I had two days of my spring break set aside to write on my novel. I was supposed to start two hours ago, snug in my little coffee shop on this crisp, cold, dreary day. Instead I am at my house waiting for a service man who promised to be by this morning. People suck. Yes, of course, I know that I could be writing here. But I am a creature of habit and a creature made of pure stubbornness. My plan has not had a chance to come to fruition, so I can’t do any part of it. I will wait until he shows or I simply give up and leave. Of course, that doesn’t mean that I can’t blog. Often that helps get me in the right space to write anyway. It also gave me time to do research on strokes for one of the characters in my book, now that was happy reading.
I was just reading the latest entry in my friend’s blog (http://lambentmind.blogspot.com/ [check it out]).

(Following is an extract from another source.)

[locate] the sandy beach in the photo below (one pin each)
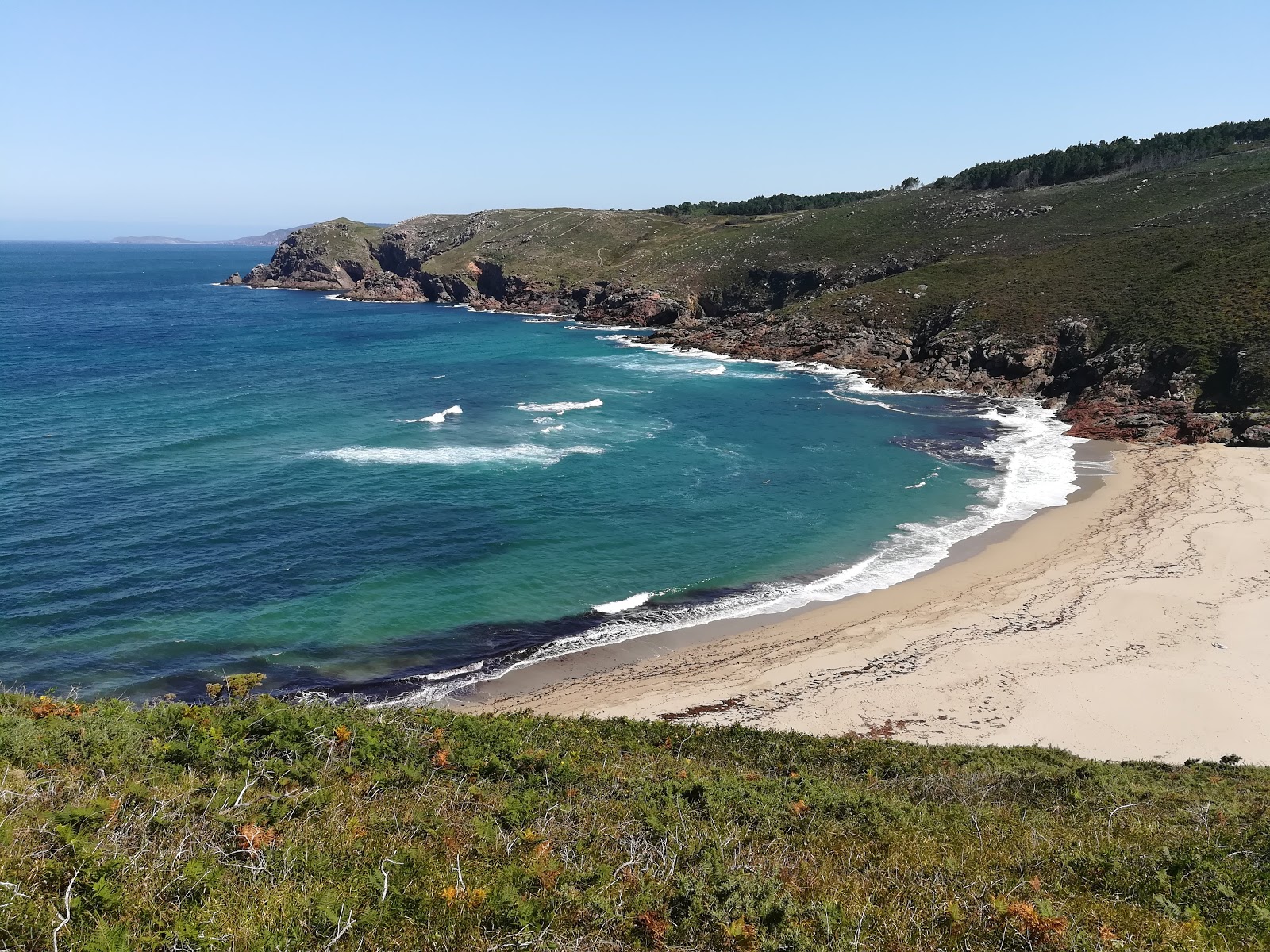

His writing is very different than mine, but I often can relate to what he is speaking about. Plus it is just nice to know about his life. This particular entry was about the surreal strangeness of talking to his parents on Easter while they were going through their traditions of which he used to be a part of, and now is not. That strikes me often. How so very different life is that what I thought it would be, how different I am. I have very pleasant memories of church, religion, and all the traditional ‘rituals’ that surrounded me when I was growing up (all except those that constantly had me in terror of hell and forever told me I was wretched and vile, but, you know, nothins’ perfect). I believed in them all. Fervently. I don’t now, at least not in the same way. With the exception of when I hear TB’s teachings, I can’t even handle being in a church service. It all sounds so trite and overdone. I swear I haven’t heard anything new or truly thought provoking in years in a typical church service. Maybe one of the dangers of going to Christian school for so much of my life and attending church three times a week for twenty years.

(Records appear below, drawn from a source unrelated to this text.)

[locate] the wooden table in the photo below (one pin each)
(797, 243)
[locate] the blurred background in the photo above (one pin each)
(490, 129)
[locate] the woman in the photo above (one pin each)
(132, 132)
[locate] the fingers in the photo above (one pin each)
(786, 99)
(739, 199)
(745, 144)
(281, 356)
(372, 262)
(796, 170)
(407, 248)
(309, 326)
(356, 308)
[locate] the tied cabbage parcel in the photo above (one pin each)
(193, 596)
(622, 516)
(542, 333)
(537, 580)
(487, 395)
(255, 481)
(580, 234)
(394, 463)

Mom was discussing things with me over the phone the other day. We were talking about her love for me (which never ceases to amaze me how much my family really loves me) and about her fear due to the whole gay-vs-Bible thing. I told her, yet again, that I truly am not afraid of hell anymore, and that I don’t believe it is simply because I have suffocated my conscience, and that I still believe in God and love Him. Although I don’t believe He is the same god as He was presented to be from the pulpit and through some parts of the Bible. She confided that with that one exception that she could not picture anyone getting into Heaven if I couldn’t (I am paraphrasing), that she doesn’t know anyone kinder, more loving, etc., etc. She thinks I am better than I am. I only hope to one day really live up to her image of me.
I do miss absolute truth. Knowing things black and white and not having any questions. There was comfort in that, at least a form of it at any rate. Now I read that Bible and so many parts don’t add up. Things I never questioned, now are blaringly either contradictory or repulsive. The little boy who had all the answers who lived with the heat of the fires of hell on his back has grown into a man who has very few (if any) answers who rests comfortably in the belief that he will wallow in paradise.